More belt-tightening at the NY Times: There will be no more free hang-over cures, or even quick medical check-ups for fatigued newsmen. Or even free Band-aids. As an economy measure the paper is closing down its free medical clinic, and dispensing with its in-house nurse. At the same time – and this has upset the staff much more – it is no longer offering a l5 per cent discount to members of the staff who buy NY Times shares. That was considered a real perk!

Remember the New York retiree who announced last year that he intended to try and set a new record by visiting l,000 bars in 2005? . No, he wasn’t a newsman – but he got plenty of attention in the New York press.. Well, he did it. He ended the year by visiting his 1000th bar. Altogether Dan Freeman estimates he downed l,500 drinks altogether in his year-long mission and spent roughly $10,000 – or just over 4,500 pounds. What did he drink? Guinness mostly, but also Scotch and sodas and gin and tonics., occasionally a martini and now and again a glass of red wine. Did he ever get drunk? Only once did he get hammered, as he put it, when he sampled a new brew called Druid Fluid. And he kept strictly to one rule: Only visit each bar once, and only one drink at each. He also kept a log of the best bars and the worst. This year he is sticking to his favorite bar in Brooklyn.

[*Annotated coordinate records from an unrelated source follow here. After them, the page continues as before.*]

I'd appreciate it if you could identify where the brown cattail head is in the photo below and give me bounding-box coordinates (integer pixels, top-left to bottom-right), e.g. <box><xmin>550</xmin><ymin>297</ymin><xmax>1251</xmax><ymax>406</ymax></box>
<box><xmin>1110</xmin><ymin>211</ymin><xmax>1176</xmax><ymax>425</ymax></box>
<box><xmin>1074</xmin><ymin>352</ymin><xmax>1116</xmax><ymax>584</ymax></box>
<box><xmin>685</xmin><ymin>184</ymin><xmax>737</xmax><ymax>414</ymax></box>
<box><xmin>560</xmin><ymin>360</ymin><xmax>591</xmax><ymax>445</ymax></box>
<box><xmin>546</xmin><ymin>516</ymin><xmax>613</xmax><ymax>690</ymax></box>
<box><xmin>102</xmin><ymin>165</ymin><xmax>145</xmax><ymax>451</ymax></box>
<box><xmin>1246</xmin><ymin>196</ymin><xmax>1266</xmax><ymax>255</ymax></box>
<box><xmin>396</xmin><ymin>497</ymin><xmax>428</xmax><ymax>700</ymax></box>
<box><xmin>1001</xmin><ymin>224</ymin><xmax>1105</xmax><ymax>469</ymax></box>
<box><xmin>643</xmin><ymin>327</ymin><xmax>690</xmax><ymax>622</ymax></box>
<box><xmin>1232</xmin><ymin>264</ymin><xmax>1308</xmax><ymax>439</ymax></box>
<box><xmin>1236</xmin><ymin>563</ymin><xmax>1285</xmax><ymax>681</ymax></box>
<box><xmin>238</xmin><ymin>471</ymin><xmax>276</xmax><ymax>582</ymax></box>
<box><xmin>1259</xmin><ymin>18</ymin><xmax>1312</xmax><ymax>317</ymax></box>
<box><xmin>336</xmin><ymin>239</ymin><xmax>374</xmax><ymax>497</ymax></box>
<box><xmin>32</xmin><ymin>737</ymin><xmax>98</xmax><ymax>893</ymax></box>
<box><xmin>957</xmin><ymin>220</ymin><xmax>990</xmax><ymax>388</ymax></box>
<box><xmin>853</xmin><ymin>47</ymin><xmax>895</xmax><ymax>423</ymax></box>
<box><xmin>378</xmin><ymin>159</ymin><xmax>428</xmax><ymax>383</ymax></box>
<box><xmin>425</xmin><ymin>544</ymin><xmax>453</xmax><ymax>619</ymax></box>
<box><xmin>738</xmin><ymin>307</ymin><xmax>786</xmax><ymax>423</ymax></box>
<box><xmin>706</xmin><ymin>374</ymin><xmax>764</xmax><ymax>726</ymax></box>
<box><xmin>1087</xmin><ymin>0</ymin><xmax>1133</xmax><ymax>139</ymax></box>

On the subject of bars,, the once most favoured bar of British newsmen in New York (and quite a few American journalists too). Costello’s, just off Manhattan’s Third Ave (close to the old London Mirror and Daily Express offices) has got as a decoration a new wall of cartoons For years one of the walls in Costellos’s featured a display of cartoons drawn on the wall by some of the leading cartoonists of the day , among them .Stan Lee of Spiderman fame, Mort Walker who drew Beetle Bailey and Paul Fung, creator of Blondie.. Legend at the time was the cartoonists drew the cartoons in lieu of paying their bar bills. – just as the legendary James Thurber is said to have done back in the Thirties. When Costello’s closed a few years no-one knew what happened to the wall of cartoons. Some say it was ripped down and parts of it stolen, others that it was plastered over. Anyway now the bar has re-opened under a new name,. The Overlook Lounge, a new generation of cartoonists have revived the tradition. One of the new cartoons, by a cartoonist for Mad Magazine, depicts a homeless man with a sign reading “Will Drink for Food.” Maybe it should read “Will Draw for Drink.” The new owners won’t say whether that was part of the deal. It probably was!.